The only way to resist is a complete and immediate boycott of all factory farmed animal products.
By James McWilliams
(Photo: David Silverman/Getty Images)
What will a Donald Trump administration mean for food and agriculture? To fully appreciate how quickly and easily two decades of agricultural and dietary reform are about to evaporate, one need only consider the fact that Trump has shortlisted Sid Miller, the Texas agriculture commissioner, to be secretary of the Department of Agriculture.
Miller, a lifelong cattleman and part-time rodeo clown, has done more than personify classic agribusiness deregulation and “consumer freedom.” He has celebrated that personification. His first act, in January of 2015, was to provide “amnesty” to cupcakes in public schools, as well as pies, brownies, and cakes. It was a curious move given that these foods weren’t then banned (they had been, but the ban was overturned).
But, of course, the status of these sweets didn’t matter. Miller’s inaugural announcement was a swaggering endorsement of the attitude that, as American-born consumers, we have a God-given right to eat whatever the hell we want. And if we want it, well, that’s all the justification needed for agribusiness to produce it without regulatory meddling. (These conservative ideologues are all about encouraging culinary lust, but not the sexual kind.) Twenty percent of Texas schoolchildren are obese (in part) because of this eat-whatever-you-want mentality. When asked about the decision to bring crappy food back into schools, Miller had his answer at the ready: “local control.” In other words, a corporate free-for-all.
Next, to further ensure that the Lone Star Nanny State wouldn’t dare try to make school lunches healthier, Miller reversed the ban on soda machines and deep fryers in public schools. Defending this move, he said, “We are working to put an end to a one-size-fits-all approach mandated from Austin” — a city, not incidentally, that’s the healthiest in the state (not to mention the most educated). The deleterious effect of these measures on school kids’ health hardly keeps Miller up at night. When asked what, in fact, does keep him up at night, he quipped, “bad Mexican food.” (The real answer, he then admitted, was, “Will we become a Muslim country?”)
It’s possible that Miller rejects sensible dietary measures for Texas children because he believes that our physical ailments merely require a “Jesus shot” to be cured.

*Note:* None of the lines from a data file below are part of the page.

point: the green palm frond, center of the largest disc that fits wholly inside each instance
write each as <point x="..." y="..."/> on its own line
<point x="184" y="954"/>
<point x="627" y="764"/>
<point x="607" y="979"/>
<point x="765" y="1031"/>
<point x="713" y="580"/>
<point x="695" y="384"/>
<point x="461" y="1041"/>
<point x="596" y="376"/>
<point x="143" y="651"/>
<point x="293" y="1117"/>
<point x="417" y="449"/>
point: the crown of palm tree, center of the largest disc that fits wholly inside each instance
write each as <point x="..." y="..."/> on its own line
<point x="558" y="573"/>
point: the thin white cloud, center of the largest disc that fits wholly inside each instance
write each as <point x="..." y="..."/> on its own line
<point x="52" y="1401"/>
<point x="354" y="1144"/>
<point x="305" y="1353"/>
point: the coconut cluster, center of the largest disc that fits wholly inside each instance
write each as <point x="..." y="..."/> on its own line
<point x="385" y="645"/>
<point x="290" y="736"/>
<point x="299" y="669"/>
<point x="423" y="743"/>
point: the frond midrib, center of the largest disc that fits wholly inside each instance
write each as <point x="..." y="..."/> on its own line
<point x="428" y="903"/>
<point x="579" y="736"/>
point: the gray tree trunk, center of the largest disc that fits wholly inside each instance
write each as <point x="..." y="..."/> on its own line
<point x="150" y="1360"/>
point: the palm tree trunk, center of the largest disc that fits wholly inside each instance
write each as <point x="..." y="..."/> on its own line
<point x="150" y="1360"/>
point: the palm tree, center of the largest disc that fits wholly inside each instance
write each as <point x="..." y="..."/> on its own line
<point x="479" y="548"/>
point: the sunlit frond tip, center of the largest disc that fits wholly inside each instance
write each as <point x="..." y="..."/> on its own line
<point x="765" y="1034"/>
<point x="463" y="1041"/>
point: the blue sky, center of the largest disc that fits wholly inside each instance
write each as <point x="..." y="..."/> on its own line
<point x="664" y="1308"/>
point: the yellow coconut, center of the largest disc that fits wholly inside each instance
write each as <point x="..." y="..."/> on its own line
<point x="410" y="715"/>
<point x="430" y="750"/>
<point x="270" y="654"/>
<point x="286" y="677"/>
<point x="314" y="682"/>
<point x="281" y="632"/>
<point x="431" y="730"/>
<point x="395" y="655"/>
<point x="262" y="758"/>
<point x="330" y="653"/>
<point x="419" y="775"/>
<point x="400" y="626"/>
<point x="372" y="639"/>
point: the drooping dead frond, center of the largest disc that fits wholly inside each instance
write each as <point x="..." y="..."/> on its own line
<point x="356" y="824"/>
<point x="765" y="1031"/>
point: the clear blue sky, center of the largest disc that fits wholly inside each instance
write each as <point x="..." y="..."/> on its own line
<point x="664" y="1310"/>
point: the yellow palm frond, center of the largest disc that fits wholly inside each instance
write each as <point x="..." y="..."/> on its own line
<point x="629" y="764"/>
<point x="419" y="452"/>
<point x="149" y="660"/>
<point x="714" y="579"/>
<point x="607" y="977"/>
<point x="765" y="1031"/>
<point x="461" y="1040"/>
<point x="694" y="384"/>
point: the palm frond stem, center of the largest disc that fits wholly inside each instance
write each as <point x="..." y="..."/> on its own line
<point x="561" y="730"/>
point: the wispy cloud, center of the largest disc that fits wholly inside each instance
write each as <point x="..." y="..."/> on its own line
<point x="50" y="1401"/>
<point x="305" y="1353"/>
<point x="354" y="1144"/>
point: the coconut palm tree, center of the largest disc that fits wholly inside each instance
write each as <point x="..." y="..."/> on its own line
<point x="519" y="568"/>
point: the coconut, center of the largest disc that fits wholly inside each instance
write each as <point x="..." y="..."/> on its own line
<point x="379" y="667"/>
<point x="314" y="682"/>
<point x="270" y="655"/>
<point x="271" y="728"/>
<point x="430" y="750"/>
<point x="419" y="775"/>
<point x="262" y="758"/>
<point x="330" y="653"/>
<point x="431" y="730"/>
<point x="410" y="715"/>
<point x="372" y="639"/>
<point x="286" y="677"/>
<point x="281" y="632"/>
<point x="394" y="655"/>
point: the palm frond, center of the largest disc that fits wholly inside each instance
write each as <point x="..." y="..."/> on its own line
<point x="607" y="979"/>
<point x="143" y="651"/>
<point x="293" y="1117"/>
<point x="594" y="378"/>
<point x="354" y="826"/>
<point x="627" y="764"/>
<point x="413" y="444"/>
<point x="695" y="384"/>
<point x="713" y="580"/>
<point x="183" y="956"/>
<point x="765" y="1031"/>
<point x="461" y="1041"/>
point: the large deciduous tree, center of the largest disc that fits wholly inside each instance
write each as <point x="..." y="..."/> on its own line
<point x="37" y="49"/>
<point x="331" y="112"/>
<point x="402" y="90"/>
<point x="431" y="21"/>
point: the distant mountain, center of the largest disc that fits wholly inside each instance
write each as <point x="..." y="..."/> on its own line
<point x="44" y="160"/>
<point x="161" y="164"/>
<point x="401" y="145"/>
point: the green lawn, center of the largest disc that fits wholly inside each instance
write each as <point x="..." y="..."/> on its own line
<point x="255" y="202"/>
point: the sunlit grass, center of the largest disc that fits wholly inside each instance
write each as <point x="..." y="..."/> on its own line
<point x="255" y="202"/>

In 2015, Miller, at taxpayer expense, traveled to Oklahoma to visit the Priceless Beauty Spa in Kingfisher. It was there that one “Dr. Mike,” a seven-time convicted felon, doped up Miller with a mysterious concoction — dubbed a “Jesus shot” — that promised to eliminate all Miller’s pain for the rest of his life on Earth. On the way home the Texas agriculture commissioner swung by the Oklahoma capital for 15 minutes of glad handing to, you know, justify the public funding of his quackery junket.
It’s difficult to accept that this charade is directly linked to our ongoing if dispersed effort to improve food and agriculture in the United States. Among many other concerns, the possibility of Miller’s appointment suggests that food reformers seeking any kind of food justice from the top down should expect nothing from the federal government. Whether under Miller or Sam Brownback or Chuck Conner or Sonny Perdue — all short-listed by Trump and all handmaidens of agribusiness — the Department of Agriculture will steadfastly resist governmental regulation of what we eat and how we produce it, all the while preserving the subsidies and trade deals that keep Big Ag thriving. The corn, soy, sugar, and cattle lobbies have never been happier.
Our rapidly devolving political climate thus leaves enlightened, reform-minded advocates with no other choice: We must, absolutely must, act collectively through consumer decisions to hit agribusiness exactly where it hurts the most. Fortunately, its Achilles heel is as easy to identify as Miller’s ubiquitous cowboy hat.
The moving parts of agribusiness share a single and increasingly precarious foundation: factory farmed animal products. Corn and soy owe their existence in todays’ agricultural economy to factory farmed animal products. The pesticides, herbicides, fungicides, and fertilizers — and all the petroleum used to sustain these commercial crops — all serve at the altar of factory farmed animal products. If we want to hold onto power during a Trump regime, we can. We definitely can. It will just mean boycotting any animal product — meat, eggs, cheese — that comes from a factory farm. Not a bad way to make America great again.